Last month, the Massive Data Institute (MDI) organized a two-part panel discussion on “Data Blending: Tackling the Obstacles” in the Bioethics Research Library. Data blending is the process of associating a variety of organic and observational data with more traditional administrative and survey data.
The first panel was moderated by Jonathan Ladd, associate professor in the McCourt School, and featured four presentations by Zeina Mneimneh, assistant research Scientist at the University of Michigan; Quynh Nguyen, assistant professor at the University of Maryland; Josh Pasek, associate professor at the University of Michigan; and Ramanathan Guha, fellow at Google, on their data blending research. They also discussed limitations and challenges associated with different types of data merging.
- Dr. Nguyen presented on Geotagged Tweets as predictors of health outcomes. Dr. Nguyen blends traditional sources of data with geotagged tweets and tweets with place attributes to identify health indicators in different regions of the country. Using over 32 million tweets, she discussed health outcomes for different demographic groups.
- The second speaker was Dr. Pasek, who discussed challenges to linking traditional surveys with social media and other kinds of data. The largest challenge with traditional survey data include the increasing costs and the declining response rates. Dr. Pasek questioned how one can use data from different sources in a way that complements traditional surveys given that they many of the new forms of data being used are not designed to answer traditional social science research questions. These new forms of data are different by nature because of their generation process and potential ethical considerations with their use.
- Dr. Mneimneh discussed micro data blending and evaluated the merits in linking social media data with survey consent. In her talk, she discussed the complexities associated with getting consent by participants for studies that would link survey data to social media data, which she notes is better available now due to increasingly stable rates despite unknown measurement and data generation properties.
- The last speaker, Guha, presented on Data Commons, a platform for sharing publicly available datasets in a common way. He explained that Google would like to spearhead data and knowledge sharing using Data Commons. All the data in Data Commons is accessible to the level the owners setup and a knowledge graph has been constructed using the shared data.Guha explained that one outcome is to enable students and data journalists to use these data and learn more about the world by connecting different types of data shared through this platform.
The event then shifted to examine Data Blending in the Federal Government. Robert Groves, provost at Georgetown University and former director of the U.S. Census Bureau, moderated a conversation between Jeffrey Chen, chief innovation officer at the U.S. Bureau of Economic Analysis (BEA) and Stephanie Lee Studds, chief in the Economic Indicators Division at the U.S. Census Bureau (Census).
The discussion focused on when data blending is a viable option for enhancing agency data and the various strategies they have been used to overcome some challenges associated with this approach. At the BEA, Chen said researchers use multiple or diversified signals from blended data– including inflation and employment rates– to make GDP predictions. Cultural barriers and biases are common, and the BEA works to remove existing biases from data sources, and overcome cultural barriers between businesses, social scientists, and tech companies on differing approaches to data blending.
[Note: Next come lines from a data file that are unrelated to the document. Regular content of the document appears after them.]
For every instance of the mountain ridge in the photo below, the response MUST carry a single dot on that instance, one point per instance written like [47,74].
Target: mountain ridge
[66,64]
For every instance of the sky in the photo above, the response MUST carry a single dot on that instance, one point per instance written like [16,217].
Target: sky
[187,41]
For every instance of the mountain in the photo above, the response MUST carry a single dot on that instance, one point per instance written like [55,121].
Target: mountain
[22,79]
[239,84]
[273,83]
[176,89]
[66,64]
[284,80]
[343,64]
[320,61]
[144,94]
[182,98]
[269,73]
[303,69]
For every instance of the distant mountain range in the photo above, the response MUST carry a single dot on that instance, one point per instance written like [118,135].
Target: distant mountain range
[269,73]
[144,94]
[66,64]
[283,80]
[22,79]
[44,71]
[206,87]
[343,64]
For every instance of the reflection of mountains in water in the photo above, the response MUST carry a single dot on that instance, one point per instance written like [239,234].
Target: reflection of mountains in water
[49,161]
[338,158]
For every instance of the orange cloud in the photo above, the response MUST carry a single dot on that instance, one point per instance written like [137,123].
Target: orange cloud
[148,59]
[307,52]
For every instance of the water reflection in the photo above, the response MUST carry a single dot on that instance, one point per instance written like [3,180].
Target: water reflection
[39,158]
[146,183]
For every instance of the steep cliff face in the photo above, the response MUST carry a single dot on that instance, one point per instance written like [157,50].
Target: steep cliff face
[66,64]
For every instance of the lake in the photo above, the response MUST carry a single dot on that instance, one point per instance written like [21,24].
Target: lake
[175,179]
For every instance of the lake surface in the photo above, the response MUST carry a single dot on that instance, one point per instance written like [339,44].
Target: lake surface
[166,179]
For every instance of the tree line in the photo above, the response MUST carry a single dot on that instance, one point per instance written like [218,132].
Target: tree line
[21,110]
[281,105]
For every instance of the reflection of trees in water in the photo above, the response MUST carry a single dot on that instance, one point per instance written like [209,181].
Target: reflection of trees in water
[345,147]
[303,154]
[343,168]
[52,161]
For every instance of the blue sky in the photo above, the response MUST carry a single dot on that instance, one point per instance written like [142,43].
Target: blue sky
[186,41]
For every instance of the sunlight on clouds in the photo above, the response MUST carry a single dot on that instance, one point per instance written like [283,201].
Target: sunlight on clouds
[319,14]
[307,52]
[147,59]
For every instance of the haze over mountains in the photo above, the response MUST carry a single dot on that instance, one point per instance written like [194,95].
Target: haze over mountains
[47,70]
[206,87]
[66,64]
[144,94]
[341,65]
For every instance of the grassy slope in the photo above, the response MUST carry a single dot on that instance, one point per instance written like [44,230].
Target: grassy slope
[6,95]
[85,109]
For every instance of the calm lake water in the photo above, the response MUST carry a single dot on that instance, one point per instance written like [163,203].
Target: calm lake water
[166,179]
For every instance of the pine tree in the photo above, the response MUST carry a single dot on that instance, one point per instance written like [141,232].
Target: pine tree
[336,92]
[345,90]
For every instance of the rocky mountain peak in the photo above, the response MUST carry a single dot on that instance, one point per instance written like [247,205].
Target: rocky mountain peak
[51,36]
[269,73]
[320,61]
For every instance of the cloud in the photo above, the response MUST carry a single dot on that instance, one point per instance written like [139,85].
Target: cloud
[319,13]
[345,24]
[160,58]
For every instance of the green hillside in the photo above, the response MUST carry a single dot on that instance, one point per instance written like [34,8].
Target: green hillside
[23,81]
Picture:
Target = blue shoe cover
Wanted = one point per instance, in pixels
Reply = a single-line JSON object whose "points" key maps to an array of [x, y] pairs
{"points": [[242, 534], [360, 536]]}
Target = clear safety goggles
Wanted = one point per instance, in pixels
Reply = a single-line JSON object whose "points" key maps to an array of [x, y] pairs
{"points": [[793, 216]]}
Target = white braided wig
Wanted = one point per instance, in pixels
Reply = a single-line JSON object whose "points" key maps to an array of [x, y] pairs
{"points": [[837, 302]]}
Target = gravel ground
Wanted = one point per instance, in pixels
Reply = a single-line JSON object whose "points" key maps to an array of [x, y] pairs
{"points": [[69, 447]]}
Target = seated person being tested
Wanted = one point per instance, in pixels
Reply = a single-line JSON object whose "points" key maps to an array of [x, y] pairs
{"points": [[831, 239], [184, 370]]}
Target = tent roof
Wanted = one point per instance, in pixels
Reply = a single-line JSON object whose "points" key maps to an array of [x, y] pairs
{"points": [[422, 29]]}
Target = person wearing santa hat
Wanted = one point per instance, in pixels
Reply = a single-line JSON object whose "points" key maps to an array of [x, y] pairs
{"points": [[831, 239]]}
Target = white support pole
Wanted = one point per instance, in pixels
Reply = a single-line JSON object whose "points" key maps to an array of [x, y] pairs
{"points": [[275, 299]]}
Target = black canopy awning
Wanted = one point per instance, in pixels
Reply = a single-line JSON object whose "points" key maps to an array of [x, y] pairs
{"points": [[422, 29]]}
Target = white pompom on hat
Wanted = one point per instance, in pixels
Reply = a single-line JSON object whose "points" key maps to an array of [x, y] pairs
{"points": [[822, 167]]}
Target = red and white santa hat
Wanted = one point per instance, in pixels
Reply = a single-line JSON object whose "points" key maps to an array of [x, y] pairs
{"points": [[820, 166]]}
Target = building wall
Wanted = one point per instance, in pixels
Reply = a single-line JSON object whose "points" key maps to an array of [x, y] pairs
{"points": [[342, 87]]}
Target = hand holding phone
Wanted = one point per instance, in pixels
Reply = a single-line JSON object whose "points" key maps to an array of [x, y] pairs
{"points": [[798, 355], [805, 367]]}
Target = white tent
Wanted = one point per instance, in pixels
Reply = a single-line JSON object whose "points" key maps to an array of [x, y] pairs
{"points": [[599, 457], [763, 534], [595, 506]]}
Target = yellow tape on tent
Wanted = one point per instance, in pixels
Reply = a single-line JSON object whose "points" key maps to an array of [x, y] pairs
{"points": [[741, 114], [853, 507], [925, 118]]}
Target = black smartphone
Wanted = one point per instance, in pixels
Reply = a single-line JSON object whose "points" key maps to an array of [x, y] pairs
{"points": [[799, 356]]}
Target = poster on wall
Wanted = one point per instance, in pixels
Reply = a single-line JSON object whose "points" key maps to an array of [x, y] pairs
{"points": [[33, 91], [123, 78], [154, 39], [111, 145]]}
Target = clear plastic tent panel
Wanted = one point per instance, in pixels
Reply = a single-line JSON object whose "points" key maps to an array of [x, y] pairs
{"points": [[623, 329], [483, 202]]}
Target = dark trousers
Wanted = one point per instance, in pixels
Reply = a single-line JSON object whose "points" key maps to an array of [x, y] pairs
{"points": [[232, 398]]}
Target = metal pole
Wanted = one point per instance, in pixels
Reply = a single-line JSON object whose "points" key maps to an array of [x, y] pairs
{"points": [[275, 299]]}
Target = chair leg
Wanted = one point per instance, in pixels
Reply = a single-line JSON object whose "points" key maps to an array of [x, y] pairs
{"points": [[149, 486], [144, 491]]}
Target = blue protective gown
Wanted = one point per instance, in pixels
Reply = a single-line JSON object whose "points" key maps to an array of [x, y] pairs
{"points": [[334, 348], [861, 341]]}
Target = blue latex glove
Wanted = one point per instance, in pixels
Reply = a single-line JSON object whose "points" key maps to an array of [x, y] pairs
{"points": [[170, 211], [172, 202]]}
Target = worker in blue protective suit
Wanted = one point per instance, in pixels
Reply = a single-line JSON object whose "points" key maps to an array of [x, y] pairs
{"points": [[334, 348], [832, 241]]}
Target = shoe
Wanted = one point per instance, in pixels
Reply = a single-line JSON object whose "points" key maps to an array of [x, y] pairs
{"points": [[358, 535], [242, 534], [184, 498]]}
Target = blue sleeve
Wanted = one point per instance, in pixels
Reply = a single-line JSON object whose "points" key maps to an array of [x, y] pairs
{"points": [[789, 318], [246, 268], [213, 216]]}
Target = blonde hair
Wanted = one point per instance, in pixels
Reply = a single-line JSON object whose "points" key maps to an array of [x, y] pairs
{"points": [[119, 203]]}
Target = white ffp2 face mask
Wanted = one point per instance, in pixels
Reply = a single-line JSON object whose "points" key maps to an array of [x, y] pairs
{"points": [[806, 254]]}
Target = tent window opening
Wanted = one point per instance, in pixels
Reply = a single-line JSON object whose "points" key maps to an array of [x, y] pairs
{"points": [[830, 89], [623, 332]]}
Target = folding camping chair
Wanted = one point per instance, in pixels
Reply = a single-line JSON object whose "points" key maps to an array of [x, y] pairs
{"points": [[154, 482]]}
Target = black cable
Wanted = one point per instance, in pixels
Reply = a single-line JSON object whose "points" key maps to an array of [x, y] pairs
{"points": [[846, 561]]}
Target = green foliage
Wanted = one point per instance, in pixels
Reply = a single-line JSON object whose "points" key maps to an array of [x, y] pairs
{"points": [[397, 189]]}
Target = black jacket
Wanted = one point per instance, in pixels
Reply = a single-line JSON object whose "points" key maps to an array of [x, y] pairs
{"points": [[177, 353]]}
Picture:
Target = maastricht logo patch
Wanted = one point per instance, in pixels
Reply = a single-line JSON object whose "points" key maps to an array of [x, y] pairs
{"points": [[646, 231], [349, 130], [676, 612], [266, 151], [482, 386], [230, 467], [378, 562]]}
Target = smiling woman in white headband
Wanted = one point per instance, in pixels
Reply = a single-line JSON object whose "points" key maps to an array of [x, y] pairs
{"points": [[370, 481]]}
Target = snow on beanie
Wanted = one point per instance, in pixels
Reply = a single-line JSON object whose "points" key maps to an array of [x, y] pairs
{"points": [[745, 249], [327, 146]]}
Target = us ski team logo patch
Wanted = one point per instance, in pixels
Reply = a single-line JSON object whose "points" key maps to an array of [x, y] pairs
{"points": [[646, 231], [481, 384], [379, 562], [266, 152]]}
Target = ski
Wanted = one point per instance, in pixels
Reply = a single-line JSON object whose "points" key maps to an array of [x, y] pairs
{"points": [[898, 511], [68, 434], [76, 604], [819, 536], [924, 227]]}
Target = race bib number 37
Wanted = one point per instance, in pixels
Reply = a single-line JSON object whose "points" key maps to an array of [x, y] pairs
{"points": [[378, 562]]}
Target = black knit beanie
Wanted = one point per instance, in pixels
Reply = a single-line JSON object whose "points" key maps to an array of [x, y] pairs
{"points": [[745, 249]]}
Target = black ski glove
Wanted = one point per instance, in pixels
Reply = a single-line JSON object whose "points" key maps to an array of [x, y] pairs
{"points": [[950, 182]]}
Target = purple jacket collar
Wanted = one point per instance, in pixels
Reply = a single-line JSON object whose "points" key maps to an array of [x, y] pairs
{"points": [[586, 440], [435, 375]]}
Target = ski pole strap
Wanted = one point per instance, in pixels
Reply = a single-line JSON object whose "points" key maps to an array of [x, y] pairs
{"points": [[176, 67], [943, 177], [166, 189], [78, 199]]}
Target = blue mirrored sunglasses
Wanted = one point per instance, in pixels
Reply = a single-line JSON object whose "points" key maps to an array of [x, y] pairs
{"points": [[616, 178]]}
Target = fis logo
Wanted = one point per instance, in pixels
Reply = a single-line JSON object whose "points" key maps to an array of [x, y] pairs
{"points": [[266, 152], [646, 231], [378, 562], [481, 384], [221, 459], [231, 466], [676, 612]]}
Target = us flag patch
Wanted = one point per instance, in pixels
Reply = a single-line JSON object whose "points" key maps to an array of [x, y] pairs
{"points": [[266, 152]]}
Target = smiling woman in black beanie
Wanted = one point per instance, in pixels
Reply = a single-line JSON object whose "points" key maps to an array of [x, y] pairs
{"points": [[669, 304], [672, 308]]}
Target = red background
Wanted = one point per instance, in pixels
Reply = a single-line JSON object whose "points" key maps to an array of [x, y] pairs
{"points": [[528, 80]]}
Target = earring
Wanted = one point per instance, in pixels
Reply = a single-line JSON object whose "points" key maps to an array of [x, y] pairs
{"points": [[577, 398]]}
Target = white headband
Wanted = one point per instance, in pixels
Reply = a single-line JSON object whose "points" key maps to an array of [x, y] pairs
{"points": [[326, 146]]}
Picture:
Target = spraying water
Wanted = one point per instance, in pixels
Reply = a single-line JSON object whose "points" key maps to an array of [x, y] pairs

The Census Bureau, according to Stephanie Lee Studds, uses data blending to use third party data sets to fill in missing information within its own data. Some of the challenges she noted were in how transparent the variable construction process is at different companies and the variation in the level of reliability across different data providers. Studds stressed the importance of interagency cooperation to improve transparency and data quality.